Integration time and radioactive sources

Dear colleagues,

I’m simulating the response of Si-Timepix3 detector to Bi214 source. It decays to Po214 through beta- decay and then to Pb210 through alpha decay. Lifetime of Bi214 is about 20 min and Po214 – 164 us.
So, I putted cutoff_time = 1200s int the config of DepositionGeant4 module.

From MC particle object I can see both electron and alpha:
#evNo #particle_id #process_id #mc_particle_is_primary #deposited_energy_mc_all mc_particle->getGlobalTime() #mc_particle
25 11 6 1 563.377 0.0238628 0x5637750bea00

25 -12 6 1 8.61774e-06 0.010715 0x5637750be940

25 22 6 1 1.34901e-05 0.0323883 0x56377431ef30

25 1000020040 6 1 7686.8 209766 0x56377431eff0

But, alpha particle is not connected with pixel charge (pixel_charge->getMCParticles()), just electron. Also, there are no induced charges on pixels from alpha particle.

If I putted integration time in GenericProagation module from 100 ns to e.g. 500000ns, pixel can “see” these alphas.

It means that charges are not propagated after 100 ns after the first decay of isotope, because alpha appears in this particular event after 209766 ns.

Is it the correct understanding?

Thank you in advance!

Best regards,
Petr

Hi @psmolyan

yes, your analysis is completely correct.
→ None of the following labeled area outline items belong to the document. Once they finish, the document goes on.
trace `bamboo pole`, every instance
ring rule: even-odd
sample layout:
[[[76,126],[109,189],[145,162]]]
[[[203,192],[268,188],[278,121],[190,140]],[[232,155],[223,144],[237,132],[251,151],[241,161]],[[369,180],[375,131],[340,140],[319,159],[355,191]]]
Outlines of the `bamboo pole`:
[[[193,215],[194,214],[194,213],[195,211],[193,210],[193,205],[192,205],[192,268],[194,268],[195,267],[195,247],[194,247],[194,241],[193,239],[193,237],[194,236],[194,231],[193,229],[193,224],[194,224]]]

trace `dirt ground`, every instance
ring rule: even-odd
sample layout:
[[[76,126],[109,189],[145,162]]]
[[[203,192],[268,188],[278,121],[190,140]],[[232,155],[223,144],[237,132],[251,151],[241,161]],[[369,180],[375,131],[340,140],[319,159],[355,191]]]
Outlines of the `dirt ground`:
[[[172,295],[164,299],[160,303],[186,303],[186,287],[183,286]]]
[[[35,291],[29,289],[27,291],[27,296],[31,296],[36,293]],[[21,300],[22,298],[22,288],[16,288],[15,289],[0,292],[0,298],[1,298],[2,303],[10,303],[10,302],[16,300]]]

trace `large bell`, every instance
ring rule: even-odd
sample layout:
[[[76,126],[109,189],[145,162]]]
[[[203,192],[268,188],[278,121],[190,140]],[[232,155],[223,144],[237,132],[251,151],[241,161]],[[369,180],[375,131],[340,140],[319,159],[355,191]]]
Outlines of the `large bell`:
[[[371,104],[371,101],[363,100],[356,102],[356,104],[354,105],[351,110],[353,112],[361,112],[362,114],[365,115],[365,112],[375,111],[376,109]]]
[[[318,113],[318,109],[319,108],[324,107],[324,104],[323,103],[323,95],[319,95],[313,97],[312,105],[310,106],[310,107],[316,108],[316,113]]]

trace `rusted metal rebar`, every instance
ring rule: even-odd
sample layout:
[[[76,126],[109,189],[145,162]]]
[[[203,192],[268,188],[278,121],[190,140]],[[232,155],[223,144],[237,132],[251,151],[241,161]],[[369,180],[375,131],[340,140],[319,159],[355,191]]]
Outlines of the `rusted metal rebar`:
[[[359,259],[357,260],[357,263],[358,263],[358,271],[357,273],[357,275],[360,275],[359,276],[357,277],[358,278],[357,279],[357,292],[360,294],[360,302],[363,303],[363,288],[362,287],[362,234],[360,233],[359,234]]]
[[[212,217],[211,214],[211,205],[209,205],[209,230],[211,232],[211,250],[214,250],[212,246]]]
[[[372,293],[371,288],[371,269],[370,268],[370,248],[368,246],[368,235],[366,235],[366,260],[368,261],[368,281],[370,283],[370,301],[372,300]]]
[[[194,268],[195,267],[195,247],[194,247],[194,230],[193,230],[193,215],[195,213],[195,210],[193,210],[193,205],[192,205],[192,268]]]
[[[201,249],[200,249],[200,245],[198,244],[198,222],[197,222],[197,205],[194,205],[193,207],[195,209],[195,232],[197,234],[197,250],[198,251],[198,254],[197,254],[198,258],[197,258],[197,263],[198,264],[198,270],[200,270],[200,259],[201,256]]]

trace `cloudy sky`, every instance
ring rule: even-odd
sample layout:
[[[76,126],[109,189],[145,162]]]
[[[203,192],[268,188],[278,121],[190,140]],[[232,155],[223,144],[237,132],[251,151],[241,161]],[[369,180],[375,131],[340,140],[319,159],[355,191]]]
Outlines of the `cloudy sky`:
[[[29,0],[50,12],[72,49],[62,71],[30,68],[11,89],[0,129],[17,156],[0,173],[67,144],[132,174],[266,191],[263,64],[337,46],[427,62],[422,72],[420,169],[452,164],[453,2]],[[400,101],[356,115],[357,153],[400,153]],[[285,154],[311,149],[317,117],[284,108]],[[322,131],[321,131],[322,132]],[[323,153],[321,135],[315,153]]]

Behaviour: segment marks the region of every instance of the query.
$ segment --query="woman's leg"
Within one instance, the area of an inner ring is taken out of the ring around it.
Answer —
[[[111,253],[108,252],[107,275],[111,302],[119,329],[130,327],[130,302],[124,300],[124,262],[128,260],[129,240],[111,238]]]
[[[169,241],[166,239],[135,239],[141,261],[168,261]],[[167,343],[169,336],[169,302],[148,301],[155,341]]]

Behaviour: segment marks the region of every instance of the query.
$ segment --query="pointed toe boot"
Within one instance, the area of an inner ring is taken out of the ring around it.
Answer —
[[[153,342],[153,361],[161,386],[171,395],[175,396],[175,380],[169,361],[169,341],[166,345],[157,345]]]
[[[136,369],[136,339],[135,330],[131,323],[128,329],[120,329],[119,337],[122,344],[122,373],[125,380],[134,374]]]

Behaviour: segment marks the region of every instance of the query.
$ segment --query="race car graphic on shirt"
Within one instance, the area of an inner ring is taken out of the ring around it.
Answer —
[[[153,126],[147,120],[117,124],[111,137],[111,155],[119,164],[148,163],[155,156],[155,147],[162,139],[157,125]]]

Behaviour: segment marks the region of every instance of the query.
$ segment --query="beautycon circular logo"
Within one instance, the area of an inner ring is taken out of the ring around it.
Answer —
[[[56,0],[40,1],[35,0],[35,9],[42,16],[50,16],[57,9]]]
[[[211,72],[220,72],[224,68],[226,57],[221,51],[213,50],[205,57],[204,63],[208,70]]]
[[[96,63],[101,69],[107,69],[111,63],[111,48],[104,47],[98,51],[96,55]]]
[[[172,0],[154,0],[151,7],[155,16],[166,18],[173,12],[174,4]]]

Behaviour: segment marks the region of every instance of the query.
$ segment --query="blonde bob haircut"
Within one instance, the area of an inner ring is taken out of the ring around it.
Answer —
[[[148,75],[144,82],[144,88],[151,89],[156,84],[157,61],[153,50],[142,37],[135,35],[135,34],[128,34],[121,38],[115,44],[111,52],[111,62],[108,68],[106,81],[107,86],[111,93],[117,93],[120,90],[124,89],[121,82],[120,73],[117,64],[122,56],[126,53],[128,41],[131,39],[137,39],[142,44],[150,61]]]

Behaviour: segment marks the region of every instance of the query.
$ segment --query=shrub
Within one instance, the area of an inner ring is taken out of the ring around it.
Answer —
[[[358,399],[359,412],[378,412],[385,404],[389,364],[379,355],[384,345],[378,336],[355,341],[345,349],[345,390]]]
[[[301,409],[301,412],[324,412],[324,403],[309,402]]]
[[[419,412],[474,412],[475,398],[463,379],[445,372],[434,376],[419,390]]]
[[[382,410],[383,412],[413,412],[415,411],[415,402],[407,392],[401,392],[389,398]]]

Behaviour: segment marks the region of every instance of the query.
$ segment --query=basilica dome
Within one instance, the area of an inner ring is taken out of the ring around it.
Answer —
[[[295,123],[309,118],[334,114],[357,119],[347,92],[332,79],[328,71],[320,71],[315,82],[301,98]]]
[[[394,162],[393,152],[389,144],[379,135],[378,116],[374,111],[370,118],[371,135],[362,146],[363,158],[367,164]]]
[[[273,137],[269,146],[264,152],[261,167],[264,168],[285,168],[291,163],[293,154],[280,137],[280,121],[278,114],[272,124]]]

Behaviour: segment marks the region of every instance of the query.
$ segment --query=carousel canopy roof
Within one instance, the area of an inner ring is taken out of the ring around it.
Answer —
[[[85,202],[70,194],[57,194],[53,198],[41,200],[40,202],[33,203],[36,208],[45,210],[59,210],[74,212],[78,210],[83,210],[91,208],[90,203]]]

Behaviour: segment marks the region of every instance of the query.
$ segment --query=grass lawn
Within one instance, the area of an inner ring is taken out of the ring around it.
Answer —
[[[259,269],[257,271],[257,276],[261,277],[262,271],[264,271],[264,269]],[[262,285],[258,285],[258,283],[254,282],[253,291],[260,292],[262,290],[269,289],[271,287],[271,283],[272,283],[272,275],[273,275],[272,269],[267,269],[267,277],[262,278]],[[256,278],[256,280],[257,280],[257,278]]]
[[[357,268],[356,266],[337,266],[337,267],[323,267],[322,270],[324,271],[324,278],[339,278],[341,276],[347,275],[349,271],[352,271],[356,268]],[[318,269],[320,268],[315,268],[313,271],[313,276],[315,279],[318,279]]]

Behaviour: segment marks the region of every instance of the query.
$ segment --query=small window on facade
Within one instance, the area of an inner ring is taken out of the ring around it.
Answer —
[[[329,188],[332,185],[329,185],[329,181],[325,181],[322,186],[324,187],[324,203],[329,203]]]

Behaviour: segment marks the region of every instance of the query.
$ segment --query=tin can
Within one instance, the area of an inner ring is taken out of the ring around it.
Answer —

We do take into account the time at which charge carriers are generated by a particle, also for the integration_time cut-off. The reason for this is that time-resolved simulations should also be able to show overlapping pulses from successive particle passages.

(Relevant code is here: src/modules/GenericPropagation/GenericPropagationModule.cpp · master · Allpix Squared / Allpix Squared · GitLab - key here is to sum initial_time_ and the time from the actual propagation when comparing to the integration_time parameter.)

Of course in your case with a 20min delay this is a bit extreme. If it still works fine with you by increasing the integration_time accordingly, I would suggest we keep it as is. I fear that adding (yet) another configuration parameter to ignore the time of energy deposition might create more confusion than help in most cases.

Let me know what you think!
Best regards,
Simon

Dear Simon,

Thank you for the explanation!

I guess, it is ok for me: I can reduce the integration time to normal values because I can get the time of alphas arrival and their positions from MC particle, and energy deposition from alpha is well known. Then I can artificially reconstruct the alpha cluster.

Best regards,
Petr

That works - of course you can also just keep the integration time that long, in your case there should be no drawback to that solution.